Moi, la seule chose que je vois, c'est que dans cette histoire j'y ai laissé ma santé, que les enfants sont de plus en plus en souffrance et que la classe va fonctionner comme ça jusqu'à la fin de l'année, jusqu'à ce que les orientations se fassent et qu'on voie moins la misère dans laquelle on a plongé ces enfants.
Si à tout hasard vous avez une piste à me donner pour sortir de cet enfer, je suis preneuse car pour le moment je suis désemparée et je me demande bien à qui profite cette loi (et non pas à quelle logique, parce que ça c'est malheureusement évident).
perecastor

Re: NON à l'abandon sans soins des enfants malades et handicapés

Message par perecastor »

Bonjour

Mon vécu est très différent du votre, Laurynette, mais je suis un parent, pas un professionnel. Je suis assez surpris de l'amalgame qui est fait entre "enfant à l'école" = "privé de soins". Dans le cas de mon fils, atteint d'autisme, ce n'est absolument pas le cas. Son emploi du temps à l'école cette année (avec AVS, rendu possible grâce à cette loi de 2005 que vous dénoncez mais que personnellement je remercie) a été élaboré de manière à être compatible des prises en charge qu'il reçoit (en gros, il va à l'école quand il n'a pas de prise en charge).

Pour moi, l'école et les soins sont complémentaires. Pour un autiste, c'est d'autant plus important que cela lui permet d'apprendre à vivre en société (évidemment avec l'aide de l'AVS), ce qui est justement un des problèmes de base lié à son handicap. Les autres parents d'enfants autistes que je connais sont dans la même approche : il n'est évidemment pas question d'abandonner leur enfant à l'école sans aucun soin, parce que cela ne le fera pas progresser. Ses progrès résultent d'un ensemble dont l'école fait partie.

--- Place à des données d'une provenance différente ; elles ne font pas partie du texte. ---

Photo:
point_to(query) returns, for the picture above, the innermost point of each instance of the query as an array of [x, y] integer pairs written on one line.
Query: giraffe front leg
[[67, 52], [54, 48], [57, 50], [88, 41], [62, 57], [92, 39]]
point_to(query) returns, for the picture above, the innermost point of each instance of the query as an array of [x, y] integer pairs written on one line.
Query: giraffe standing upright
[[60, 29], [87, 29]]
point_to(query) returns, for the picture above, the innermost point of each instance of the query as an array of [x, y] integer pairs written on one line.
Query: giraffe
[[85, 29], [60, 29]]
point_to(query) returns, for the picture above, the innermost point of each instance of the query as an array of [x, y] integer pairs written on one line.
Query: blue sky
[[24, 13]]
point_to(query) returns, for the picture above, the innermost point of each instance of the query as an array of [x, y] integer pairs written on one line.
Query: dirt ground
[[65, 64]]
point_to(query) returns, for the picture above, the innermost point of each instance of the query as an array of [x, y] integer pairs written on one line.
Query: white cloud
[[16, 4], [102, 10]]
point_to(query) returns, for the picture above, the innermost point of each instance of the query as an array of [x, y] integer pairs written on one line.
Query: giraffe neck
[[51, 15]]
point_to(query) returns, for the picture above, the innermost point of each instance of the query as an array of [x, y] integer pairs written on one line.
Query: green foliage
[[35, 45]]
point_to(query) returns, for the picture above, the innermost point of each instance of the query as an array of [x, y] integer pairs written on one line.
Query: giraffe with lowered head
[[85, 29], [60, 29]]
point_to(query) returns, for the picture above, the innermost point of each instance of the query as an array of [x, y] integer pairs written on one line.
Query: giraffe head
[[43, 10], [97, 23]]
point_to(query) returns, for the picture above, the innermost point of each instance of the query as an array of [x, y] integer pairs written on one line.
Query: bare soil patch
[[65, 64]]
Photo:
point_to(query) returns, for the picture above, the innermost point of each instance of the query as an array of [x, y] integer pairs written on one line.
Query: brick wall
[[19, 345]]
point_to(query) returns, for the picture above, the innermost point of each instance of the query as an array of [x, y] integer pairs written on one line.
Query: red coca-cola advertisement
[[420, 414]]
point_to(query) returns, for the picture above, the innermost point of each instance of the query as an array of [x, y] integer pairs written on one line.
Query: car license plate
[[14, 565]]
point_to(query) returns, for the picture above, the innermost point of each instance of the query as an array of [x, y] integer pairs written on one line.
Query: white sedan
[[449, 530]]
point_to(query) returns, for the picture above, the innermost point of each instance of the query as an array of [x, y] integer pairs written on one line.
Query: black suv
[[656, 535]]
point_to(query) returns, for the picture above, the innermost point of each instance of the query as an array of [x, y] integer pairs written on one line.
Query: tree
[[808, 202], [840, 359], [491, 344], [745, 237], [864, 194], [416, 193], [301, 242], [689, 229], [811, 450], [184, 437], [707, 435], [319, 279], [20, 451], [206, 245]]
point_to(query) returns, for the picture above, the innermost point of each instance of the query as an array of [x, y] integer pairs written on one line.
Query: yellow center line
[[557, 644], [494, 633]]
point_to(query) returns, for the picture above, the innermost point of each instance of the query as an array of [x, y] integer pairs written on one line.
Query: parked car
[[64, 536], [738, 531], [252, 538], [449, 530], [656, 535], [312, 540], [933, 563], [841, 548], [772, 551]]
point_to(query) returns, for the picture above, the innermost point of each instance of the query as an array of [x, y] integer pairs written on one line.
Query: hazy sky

Il est plus facile à un petit de 3 ans, plus adaptable, d'apprendre comment fonctionne la société des hommes, qu'à un grand de 6 ans passés. Et c'est pourquoi je pense (et les autres parents que je connais aussi) qu'il vaut mieux scolariser un enfant, même à temps partiel, parallèlement aux prises en charge, dès la maternelle, que le priver de la scolarisation jusqu'à un âge plus conséquent : comment un enfant autiste, pris en charge par exemple en HJ ou en SESSAD jusqu'à ses 6 ans, pourrait-il s'intégrer sans difficulté, si on le "jette" dans le bain du CP d'un coup et sans préparation ?

En conclusion, je ne peux que déplorer la situation que vous vivez, mais qui est plus due à "on ne peut rien faire si les parents ne veulent rien faire" comme vous dites, qu'à la loi de 2005. Cette loi, justement, permet à présent à un grand nombre d'enfants autistes d'être scolarisés, alors qu'il y a quelques années les directrices d'école, les maîtresses, rejetaient ces enfants, refusaient de les prendre à l'école. Je suis intimement convaincu que c'est au final au bénéfice de ces enfants.